Quotery
Quote #193853

A very intimate sense of the expressiveness of outward things, which ponders, listens, penetrates, where the earlier, less developed consciousness passed lightly by, is an important element in the general temper of our modern poetry.

Walter Pater

About This Quote

Walter Pater (1839–1894), a leading Victorian critic associated with aestheticism, developed a style of criticism attentive to the sensuous and psychological effects of art and literature. This remark comes from his account of how modern poetry differs from earlier modes: it registers a heightened, more self-conscious responsiveness to the visible world—landscape, objects, surfaces—as if they carried emotional and intellectual meaning. Pater’s broader critical project in the 1860s–1870s was to describe the “modern” sensibility (shaped by Romanticism and later nineteenth-century thought) as more inward, reflective, and finely discriminating, and to show how that sensibility manifests in poetic technique and attention to detail.

Interpretation

Pater argues that modern poetry is marked by an intensified receptivity to “outward things.” The mature poetic mind does not merely notice the external world; it dwells on it, listens for its implications, and treats it as expressive—capable of suggesting moods, ideas, and states of consciousness.
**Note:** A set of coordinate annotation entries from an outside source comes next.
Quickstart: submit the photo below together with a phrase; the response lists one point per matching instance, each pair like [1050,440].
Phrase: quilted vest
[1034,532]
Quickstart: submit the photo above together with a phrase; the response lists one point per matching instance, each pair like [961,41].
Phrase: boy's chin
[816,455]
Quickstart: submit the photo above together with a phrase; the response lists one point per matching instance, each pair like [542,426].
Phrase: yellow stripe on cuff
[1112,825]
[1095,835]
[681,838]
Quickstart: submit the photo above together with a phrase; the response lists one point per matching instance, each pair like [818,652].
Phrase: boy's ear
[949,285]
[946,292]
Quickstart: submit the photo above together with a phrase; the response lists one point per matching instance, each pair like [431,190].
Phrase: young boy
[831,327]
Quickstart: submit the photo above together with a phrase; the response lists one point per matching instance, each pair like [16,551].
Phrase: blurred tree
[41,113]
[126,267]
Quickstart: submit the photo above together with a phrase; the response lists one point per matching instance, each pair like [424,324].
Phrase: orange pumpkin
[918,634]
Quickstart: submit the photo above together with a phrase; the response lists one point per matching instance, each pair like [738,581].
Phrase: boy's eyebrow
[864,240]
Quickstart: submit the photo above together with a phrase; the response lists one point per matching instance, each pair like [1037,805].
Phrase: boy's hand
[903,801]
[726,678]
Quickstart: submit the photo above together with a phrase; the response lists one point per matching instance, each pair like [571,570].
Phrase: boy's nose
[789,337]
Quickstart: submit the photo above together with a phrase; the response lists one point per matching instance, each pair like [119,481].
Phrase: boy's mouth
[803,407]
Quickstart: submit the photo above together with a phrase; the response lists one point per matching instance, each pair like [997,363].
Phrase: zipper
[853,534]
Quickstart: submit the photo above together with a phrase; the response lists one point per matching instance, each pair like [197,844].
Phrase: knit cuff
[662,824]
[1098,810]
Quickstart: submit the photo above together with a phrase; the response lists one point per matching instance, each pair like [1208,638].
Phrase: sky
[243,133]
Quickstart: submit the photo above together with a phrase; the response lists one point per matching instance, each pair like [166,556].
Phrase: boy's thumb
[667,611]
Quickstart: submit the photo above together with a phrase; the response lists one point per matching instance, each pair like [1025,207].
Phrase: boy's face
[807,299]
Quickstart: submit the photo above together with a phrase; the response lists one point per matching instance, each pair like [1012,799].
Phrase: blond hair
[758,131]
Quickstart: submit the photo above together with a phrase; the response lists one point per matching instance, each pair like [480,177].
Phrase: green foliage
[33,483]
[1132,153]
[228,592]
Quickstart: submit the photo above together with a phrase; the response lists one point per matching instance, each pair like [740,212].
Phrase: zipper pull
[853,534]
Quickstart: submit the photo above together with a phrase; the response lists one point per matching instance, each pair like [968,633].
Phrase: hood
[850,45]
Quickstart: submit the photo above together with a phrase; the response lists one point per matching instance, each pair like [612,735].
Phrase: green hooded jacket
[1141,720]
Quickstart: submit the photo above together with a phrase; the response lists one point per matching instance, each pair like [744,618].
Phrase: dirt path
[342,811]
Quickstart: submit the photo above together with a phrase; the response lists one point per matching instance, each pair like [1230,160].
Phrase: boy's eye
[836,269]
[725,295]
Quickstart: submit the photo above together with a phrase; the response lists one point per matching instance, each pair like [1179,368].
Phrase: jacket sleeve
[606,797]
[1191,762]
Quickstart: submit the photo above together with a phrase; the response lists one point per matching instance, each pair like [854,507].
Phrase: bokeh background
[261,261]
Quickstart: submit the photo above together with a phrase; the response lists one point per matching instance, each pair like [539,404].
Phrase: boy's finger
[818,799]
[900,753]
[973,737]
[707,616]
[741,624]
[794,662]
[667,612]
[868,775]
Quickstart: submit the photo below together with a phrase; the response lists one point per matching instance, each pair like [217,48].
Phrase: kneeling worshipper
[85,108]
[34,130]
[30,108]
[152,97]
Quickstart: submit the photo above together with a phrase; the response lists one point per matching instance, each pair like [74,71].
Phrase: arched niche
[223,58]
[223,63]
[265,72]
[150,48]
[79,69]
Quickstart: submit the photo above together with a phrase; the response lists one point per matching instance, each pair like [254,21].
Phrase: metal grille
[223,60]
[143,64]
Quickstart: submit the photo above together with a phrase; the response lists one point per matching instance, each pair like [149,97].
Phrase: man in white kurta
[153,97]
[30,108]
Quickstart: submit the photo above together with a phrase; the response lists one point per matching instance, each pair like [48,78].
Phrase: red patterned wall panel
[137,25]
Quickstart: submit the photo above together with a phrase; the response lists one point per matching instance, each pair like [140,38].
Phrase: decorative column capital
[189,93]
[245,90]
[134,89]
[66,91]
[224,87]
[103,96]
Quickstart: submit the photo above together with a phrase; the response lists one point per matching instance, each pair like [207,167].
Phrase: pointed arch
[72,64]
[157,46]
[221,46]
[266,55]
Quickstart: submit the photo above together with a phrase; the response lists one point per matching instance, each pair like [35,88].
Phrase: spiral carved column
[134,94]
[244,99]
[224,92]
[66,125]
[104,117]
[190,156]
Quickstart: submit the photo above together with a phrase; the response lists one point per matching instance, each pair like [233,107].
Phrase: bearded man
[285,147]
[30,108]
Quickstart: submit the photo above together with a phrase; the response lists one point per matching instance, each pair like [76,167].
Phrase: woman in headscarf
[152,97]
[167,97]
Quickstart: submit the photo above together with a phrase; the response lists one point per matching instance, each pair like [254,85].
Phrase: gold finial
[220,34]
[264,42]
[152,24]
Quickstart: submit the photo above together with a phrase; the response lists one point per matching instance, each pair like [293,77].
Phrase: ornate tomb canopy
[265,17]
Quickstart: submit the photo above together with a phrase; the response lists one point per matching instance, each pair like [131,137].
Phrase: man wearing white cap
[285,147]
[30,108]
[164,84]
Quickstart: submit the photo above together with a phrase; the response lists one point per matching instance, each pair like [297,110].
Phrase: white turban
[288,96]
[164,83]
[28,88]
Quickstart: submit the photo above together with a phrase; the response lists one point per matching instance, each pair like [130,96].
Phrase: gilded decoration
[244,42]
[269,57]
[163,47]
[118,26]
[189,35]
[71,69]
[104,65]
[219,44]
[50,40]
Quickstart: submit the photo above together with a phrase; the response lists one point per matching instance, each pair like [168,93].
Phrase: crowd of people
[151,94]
What earlier, “less developed” awareness might have skimmed over becomes, for the modern poet, charged with significance. The claim implies a shift from generalized description toward a more nuanced, interpretive realism: objects and scenes are rendered with patient attention because they are understood as mediating inner life. Pater thus links poetic modernity to a refined perceptual and interpretive temperament.